Navigation à l'aveugle
Tant que le Congrès ne passe pas de nouveau budget, il n'y aura plus de nouvelle publication de chiffres de l'inflation, a prévenu l'administration Trump. Elle a déjà suspendu la publication des données sur les créations d'emploi depuis la fin septembre. Pour ne rien arranger, le spécialiste des données privées sur le marché du travail, ADP, a récemment coupé l'accès des économistes de la banque centrale à ses données granulaires.
La Banque centrale a par ailleurs acté la fin de la réduction progressive de son bilan alors que les marchés de financement de court terme ont montré de premiers signes de tensions ces dernières semaines. La Fed reprendra les réinvestissements de son portefeuille de titres à partir du 1er décembre. Jerome Powell tend à présenter les décisions concernant l'évolution du bilan en termes techniques, mais elles ont une influence significative sur les conditions financières.
La taille du bilan de la Fed a reflué d'un pic à près de 9.000 milliards de dollars en 2022 à près de 6.600 milliards ce mois-ci.
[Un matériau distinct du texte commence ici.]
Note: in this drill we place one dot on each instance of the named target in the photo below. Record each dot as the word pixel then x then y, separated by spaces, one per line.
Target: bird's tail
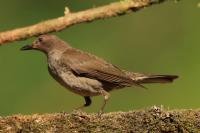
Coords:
pixel 151 78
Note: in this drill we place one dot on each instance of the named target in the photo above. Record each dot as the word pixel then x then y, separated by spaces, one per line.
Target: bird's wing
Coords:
pixel 87 65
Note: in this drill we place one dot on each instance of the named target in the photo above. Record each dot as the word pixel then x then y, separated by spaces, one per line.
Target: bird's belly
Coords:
pixel 79 85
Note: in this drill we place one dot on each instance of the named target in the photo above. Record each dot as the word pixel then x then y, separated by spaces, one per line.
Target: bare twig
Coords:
pixel 58 24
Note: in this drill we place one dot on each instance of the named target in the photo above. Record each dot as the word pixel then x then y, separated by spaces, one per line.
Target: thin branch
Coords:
pixel 58 24
pixel 153 120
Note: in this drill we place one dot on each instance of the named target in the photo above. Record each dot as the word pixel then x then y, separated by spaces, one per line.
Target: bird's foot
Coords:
pixel 100 113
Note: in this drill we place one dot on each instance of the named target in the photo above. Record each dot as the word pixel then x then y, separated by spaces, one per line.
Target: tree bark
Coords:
pixel 152 120
pixel 69 19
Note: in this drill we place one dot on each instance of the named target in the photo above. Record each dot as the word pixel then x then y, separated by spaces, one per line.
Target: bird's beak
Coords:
pixel 27 47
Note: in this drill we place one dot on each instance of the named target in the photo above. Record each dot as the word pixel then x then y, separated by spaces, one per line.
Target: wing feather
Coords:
pixel 93 67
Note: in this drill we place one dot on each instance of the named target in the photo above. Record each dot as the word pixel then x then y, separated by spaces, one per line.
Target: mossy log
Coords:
pixel 152 120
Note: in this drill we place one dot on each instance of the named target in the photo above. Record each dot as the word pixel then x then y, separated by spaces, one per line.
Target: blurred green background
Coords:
pixel 161 39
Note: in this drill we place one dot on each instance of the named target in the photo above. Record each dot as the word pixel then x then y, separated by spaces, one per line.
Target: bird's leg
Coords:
pixel 106 96
pixel 88 102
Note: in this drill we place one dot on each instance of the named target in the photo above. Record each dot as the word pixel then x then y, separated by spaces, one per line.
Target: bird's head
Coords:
pixel 46 43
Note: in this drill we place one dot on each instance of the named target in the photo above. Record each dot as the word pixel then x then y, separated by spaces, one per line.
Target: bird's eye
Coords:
pixel 40 39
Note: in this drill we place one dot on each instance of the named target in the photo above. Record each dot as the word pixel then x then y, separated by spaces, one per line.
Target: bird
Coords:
pixel 86 74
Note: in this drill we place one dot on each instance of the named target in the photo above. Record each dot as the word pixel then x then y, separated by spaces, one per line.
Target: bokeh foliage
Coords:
pixel 161 39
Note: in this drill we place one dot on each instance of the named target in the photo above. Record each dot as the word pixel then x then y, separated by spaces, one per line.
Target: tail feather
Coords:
pixel 158 79
pixel 151 78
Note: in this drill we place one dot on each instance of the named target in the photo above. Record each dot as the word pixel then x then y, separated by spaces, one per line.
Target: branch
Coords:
pixel 151 120
pixel 58 24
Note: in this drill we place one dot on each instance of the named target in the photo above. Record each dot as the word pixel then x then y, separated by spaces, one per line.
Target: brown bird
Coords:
pixel 86 74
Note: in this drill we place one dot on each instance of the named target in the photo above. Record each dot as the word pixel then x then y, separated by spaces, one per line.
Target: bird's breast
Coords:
pixel 80 85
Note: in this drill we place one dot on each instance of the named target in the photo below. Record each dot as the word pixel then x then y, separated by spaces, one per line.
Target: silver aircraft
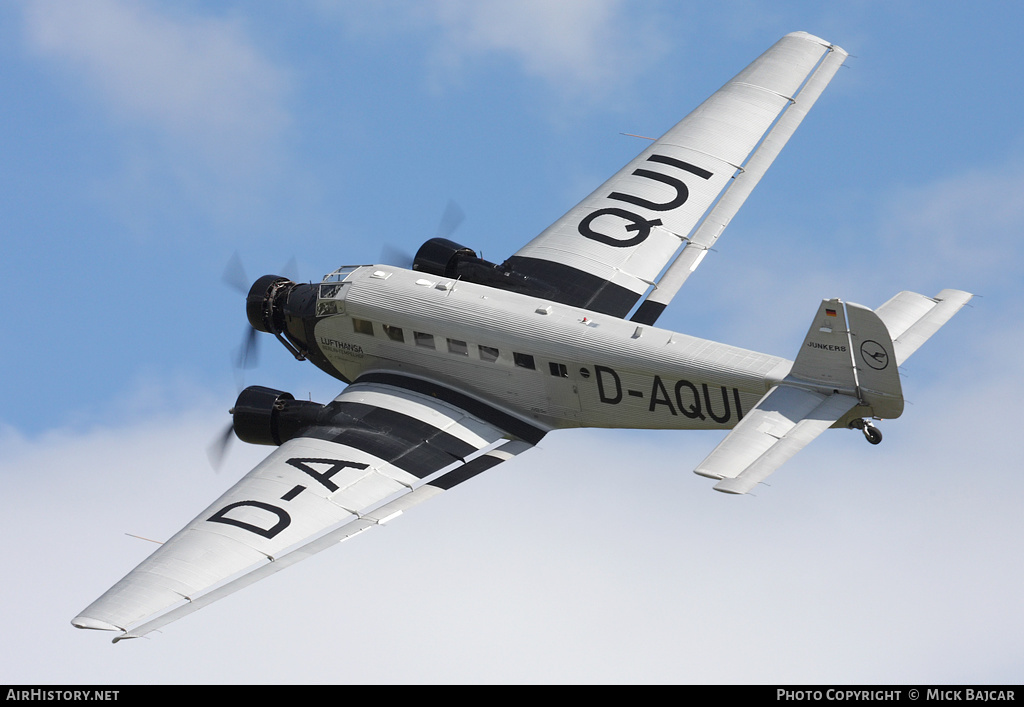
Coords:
pixel 461 364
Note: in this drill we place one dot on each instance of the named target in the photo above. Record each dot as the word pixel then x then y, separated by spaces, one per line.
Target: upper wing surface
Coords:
pixel 387 444
pixel 610 248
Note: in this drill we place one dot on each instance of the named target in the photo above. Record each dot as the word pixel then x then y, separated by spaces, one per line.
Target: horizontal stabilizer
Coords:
pixel 782 423
pixel 911 318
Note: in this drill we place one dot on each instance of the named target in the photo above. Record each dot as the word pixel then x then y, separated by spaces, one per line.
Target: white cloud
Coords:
pixel 966 226
pixel 195 115
pixel 577 46
pixel 199 79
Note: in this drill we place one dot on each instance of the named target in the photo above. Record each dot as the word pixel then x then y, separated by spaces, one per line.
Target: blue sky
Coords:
pixel 142 143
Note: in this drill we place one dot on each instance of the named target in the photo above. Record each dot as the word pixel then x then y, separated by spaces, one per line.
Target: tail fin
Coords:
pixel 854 350
pixel 848 349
Malgré cette cure d'amincissement, le bilan de la Banque centrale reste plus large de 2.000 milliards de dollars qu'avant la pandémie. La fin du resserrement quantitatif devrait contribuer à assouplir les conditions de financement, toutes choses égales par ailleurs, mais la manière dont la Fed compte procéder devrait limiter l'impact de sa décision. Elle compte en effet poursuivre la liquidation de ses titres de prêts hypothécaires, et concentrer ses réinvestissements sur la dette d'Etat américaine.
Le président de la Fed peut au moins souffler sur un point. Donald Trump s'est montré moins vindicatif vis-à-vis de l'institution ces dernières semaines. Le président apprécie de voir la banque centrale finalement abaisser ses taux d'intérêt, même s'il aimerait la voir agir plus rapidement. Mais il doit prendre son mal en patience. La Cour suprême l'a empêché de renvoyer Lisa Cook du conseil des gouverneurs avant de juger l'affaire sur le fond, ce qui attendra une première audience en janvier. Le mandat de Jerome Powell à la tête de l'institution ne prendra quant à lui fin qu'en mai prochain.